The slope of the tangent line to the curve at (8, 2) is given by the derivative [tex]\frac{dy}{dx}[/tex] at that point. By the chain rule,

[tex]\dfrac{dy}{dx} = \dfrac{dy}{dt} \times \dfrac{dt}{dx} = \dfrac{\frac{dy}{dt}}{\frac{dx}{dt}}[/tex]

Differentiate the given parametric equations with respect to [tex]t[/tex] :

[tex]x = 4t \implies \dfrac{dx}{dt} = 4[/tex]

[tex]y = \dfrac4t \implies \dfrac{dy}{dt} = -\dfrac4{t^2}[/tex]

Then

[tex]\dfrac{dy}{dx} = \dfrac{-\frac4{t^2}}4 = -\dfrac1{t^2}[/tex]

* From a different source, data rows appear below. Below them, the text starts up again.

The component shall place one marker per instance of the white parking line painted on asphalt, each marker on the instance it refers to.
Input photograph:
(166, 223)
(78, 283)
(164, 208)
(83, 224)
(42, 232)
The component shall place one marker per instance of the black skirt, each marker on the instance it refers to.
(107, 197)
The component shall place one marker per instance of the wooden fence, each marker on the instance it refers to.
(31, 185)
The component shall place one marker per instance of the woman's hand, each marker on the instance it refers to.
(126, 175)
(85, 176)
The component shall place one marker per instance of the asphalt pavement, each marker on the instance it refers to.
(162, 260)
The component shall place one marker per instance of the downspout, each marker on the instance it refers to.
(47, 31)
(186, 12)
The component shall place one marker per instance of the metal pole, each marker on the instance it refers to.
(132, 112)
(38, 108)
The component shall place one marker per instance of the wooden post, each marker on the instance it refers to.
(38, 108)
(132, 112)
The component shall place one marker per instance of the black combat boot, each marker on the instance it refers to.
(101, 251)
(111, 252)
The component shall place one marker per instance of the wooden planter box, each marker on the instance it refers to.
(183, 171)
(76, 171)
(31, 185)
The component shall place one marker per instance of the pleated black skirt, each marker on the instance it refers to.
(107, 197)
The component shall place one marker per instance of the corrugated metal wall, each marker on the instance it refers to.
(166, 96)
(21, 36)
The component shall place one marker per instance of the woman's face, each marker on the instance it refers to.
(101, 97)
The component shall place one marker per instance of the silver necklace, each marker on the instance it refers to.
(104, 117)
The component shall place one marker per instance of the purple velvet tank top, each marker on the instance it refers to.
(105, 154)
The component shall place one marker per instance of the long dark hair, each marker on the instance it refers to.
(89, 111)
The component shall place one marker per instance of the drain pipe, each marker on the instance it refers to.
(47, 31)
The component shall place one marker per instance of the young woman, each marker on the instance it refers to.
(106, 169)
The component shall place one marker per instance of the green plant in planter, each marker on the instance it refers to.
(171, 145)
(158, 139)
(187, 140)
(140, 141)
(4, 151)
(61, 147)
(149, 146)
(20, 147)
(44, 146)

We have [tex]x=8[/tex] and [tex]y=2[/tex] when [tex]t=2[/tex], so the slope at the given point is [tex]\frac{dy}{dx} = -\frac14[/tex].

The normal line to the same point is perpendicular to the tangent line, so its slope is +4. Then using the point-slope formula for a line, the normal line has equation

[tex]y - 2 = 4 (x - 8) \implies \boxed{y = 4x - 30}[/tex]

Alternatively, we can eliminate the parameter and express [tex]y[/tex] explicitly in terms of [tex]x[/tex] :

[tex]x = 4t \implies t = \dfrac x4 \implies y = \dfrac4t = \dfrac4{\frac x4} = \dfrac{16}x[/tex]

Then the slope of the tangent line is

[tex]\dfrac{dy}{dx} = -\dfrac{16}{x^2}[/tex]

At [tex]x = 8[/tex], the slope is again [tex]-\frac{16}{64}=-\frac14[/tex], so the normal has slope +4, and so on.